Doy otro pestañeo. Esta vez aparezco en el asiento de un autobús. Un minuto antes estaba dormido. Noto algo raro en el ambiente. Miro por la ventana. El atardecer. Llevo ya unas dos horas de camino. Luego miro a mi mano derecha.

No traigo el anillo.

Reviso las bolsas del pantalón. A veces lo guardo ahí para lavarme las manos. No está ahí. Toca buscar en las bolsas del saco. Tampoco.

Ya con una ligera sensación de agobio echo un vistazo la bolsa frontal de la camisa, me fijo en el asiento. Incluso en el piso del autobús, aunque esté en movimiento.

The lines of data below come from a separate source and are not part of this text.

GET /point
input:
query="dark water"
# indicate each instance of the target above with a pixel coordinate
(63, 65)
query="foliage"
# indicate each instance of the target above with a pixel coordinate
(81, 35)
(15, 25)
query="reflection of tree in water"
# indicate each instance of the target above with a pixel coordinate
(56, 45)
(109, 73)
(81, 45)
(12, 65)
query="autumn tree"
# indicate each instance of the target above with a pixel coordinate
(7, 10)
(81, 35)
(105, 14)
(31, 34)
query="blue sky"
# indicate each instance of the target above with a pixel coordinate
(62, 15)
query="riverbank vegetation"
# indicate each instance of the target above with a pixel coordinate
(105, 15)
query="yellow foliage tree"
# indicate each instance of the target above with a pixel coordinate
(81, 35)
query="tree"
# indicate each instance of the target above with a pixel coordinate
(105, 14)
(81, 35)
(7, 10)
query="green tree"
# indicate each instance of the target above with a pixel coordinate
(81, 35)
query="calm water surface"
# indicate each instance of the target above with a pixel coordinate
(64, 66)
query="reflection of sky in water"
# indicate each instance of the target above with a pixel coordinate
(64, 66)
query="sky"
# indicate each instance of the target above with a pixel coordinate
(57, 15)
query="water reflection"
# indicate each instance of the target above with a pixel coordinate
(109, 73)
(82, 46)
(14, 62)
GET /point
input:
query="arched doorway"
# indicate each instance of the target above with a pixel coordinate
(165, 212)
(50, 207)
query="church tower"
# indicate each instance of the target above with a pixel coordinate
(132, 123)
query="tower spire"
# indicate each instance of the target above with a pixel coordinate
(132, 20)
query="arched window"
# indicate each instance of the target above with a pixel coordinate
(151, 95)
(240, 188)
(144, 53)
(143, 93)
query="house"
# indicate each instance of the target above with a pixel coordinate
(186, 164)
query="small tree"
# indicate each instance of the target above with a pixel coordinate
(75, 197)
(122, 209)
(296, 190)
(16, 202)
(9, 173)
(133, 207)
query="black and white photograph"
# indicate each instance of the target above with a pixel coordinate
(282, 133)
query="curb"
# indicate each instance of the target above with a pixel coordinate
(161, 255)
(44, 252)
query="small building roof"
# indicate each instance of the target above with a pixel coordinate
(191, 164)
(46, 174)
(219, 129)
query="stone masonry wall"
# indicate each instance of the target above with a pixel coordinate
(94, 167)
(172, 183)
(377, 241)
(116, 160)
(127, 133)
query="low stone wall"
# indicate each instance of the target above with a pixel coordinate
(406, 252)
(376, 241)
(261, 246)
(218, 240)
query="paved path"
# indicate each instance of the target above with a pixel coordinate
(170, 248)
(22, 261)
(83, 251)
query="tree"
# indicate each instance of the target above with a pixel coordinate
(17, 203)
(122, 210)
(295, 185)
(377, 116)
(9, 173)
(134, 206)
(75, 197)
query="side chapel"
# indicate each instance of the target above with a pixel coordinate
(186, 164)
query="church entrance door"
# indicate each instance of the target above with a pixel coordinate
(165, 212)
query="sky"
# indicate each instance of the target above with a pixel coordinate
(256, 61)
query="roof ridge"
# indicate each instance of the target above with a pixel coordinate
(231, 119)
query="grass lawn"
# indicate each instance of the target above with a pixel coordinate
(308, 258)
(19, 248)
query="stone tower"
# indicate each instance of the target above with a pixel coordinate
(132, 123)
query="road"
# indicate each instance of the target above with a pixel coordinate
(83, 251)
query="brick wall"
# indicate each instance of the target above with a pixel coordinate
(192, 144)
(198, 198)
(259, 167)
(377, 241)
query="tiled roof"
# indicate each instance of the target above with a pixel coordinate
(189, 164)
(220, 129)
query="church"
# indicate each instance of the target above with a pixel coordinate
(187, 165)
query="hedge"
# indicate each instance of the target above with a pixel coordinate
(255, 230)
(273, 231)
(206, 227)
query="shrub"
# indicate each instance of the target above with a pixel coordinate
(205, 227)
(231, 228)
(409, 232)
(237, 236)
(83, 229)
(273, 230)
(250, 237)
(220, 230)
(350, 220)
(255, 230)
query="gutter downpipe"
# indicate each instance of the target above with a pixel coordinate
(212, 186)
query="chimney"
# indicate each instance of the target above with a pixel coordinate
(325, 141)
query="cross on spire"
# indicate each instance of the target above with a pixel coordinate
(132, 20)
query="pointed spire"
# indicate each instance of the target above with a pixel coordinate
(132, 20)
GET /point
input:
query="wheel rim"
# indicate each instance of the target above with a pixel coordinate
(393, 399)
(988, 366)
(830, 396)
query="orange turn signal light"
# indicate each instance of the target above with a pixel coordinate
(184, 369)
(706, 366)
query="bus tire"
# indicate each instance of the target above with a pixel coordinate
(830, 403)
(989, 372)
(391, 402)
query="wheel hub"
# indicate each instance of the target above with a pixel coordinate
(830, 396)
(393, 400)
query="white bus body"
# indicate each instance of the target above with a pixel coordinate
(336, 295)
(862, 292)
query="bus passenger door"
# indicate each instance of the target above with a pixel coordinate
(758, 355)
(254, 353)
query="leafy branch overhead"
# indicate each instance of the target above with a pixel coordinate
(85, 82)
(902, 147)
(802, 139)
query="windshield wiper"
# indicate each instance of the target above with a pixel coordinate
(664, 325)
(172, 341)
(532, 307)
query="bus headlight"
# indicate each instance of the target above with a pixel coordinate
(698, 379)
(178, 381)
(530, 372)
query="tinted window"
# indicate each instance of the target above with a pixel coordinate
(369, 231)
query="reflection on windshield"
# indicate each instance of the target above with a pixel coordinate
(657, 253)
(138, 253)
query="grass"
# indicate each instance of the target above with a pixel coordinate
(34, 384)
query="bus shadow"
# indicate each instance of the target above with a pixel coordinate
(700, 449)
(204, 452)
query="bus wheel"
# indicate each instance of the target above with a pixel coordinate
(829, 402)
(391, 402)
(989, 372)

En ningún lado está. No sé dónde lo dejé.

El anillo estaba perdido. Y entonces lo comprendí todo. Ese anillo que para mí no significaba nada, el anillo que no quería, de pronto simbolizaba todo para mí. Sentí que le había fallado a mi familia al extraviarlo. Lo mío era una vergüenza. No merecía compartir el mismo planeta que el resto de los humanos.

Llamo por teléfono a la casa de unos familiares.

—¿De casualidad no dejé el anillo con ustedes?

Alarmados prometieron buscar. Todos lo hicieron, aquellos con los que había convivido en las horas previas a la pérdida. Nada sirvió. Pasó una semana hasta que vine a escribir esto. Lo curioso es que el sentimiento de culpa no se va. Aunque ahorrara para comprar uno igual, o aunque me hicieran el regalo de vuelta, ya no sería lo mismo. Ese anillo, el primero que me dieron, el que me pertenecía, el que hacía ilusión a mi familia, está lejos en estos momentos. Y me pone mal saber que alguien más lo pudiera tener.